China is not 1,1 billion new consumers. It's a 200 million people extension of the western economy with 900 million people in Africa level poverty.

And despite this massive human surplus wages keep rising because even assembling an iPhone is relatively hard.

And soon other Asian countries will start doing it cheaper. If that happens, China has a huge industrial plant with no internal market to afford it.

Also, the average profit of Chinese exports is just 1.7%. So basically the Chinese made massive investments based on a projection of export demand that lasts long enough for sustainable internal demand to catch up. When the discount rate turns out to be a bit higher than expected, the house of cards falls.

Think of China as the Groupon of nations.

The smart Chinese elite is also buying foreign assets as fast as they can. Like insider stock trades, when a management of a country starts divesting, that's a sign of troubles, not of wealth.
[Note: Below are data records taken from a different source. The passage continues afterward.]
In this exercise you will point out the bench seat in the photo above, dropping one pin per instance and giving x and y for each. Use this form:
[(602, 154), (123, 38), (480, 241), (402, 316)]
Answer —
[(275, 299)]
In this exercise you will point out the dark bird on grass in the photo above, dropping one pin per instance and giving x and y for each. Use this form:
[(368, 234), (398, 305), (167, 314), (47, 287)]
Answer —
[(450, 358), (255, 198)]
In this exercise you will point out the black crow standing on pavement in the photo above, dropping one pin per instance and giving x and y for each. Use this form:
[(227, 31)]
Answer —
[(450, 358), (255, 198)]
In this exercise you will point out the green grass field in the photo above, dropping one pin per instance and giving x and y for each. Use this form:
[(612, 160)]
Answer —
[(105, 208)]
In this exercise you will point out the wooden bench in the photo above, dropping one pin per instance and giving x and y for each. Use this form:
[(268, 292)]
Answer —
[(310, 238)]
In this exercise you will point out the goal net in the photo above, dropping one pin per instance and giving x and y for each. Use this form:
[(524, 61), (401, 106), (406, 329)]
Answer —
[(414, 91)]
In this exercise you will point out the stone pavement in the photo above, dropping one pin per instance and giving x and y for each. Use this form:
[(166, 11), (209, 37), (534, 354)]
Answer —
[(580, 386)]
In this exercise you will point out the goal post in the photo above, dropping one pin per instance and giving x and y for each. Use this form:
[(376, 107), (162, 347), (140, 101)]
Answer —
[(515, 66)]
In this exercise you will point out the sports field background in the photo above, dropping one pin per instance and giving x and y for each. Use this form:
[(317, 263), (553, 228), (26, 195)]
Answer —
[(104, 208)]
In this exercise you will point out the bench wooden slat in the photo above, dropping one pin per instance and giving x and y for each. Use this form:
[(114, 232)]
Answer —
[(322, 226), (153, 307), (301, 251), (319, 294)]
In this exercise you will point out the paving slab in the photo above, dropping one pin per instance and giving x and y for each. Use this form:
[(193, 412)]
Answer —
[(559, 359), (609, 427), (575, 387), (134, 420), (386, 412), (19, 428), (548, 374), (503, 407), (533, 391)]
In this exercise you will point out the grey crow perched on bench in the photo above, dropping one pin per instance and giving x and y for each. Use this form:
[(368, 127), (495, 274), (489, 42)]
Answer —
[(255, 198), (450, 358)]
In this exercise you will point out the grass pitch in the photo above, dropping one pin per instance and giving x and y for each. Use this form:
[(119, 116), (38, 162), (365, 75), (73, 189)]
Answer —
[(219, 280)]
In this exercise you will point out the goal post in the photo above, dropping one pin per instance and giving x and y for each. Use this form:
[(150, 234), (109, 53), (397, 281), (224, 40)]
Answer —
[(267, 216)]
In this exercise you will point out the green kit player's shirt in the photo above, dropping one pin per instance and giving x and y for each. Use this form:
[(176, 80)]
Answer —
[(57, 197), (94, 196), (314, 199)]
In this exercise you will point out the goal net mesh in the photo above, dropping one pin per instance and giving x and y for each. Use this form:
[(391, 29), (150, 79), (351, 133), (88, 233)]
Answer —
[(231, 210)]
This is not to say the Chinese elite was wrong to grow via market liberation and exports. What I do say is that the bulls on China conflate revenues with profits, and activity with lasting competitive advantages.

It also means the Chinese are buying US debt not to enslave the US (hard to do that with zero procent interest rates!), but as a favor to their largest client base.




Automation is a big unknown facing Chinese manufacturing. Eventually the West will have robotic lines that can manufacture iPhones cheaper than Chinese laborers. When, and what happens next, is anyone's guess.


China is unlikely to be left too far behind in any robotic revolution. Foxconn's been building a "million-robot army", likely to build the aforementioned iPhones.

http://www.pcworld.com/article/2043026/foxconn-to-speed-up-r...


Then neither the West nor East will have jobs and millions more will join the ranks of "human surplus"...


Robots don't buy iPhones, or pay for data plans from Verizon and AT&T.


Doesn't matter, the supply chain is in China.


>"Also, the average profit of Chinese exports is just 1.7%"

What is the average net profit margin on American exports? Due to the nature of much of what the Chinese export, we can assume low profit margins, but we need some context for this.

>when a management of a country starts divesting, that's a sign of troubles, not of wealth.

Wealthy countries own vast amounts of foreign assets.

>but as a favor to their largest client base

It isn't a "favor"; Americans purchase Chinese exports with dollars. What else are the Chinese to do with all those dollars? They purchase "risk-free" government bonds. There's no magical arrangement. It's mutually beneficial.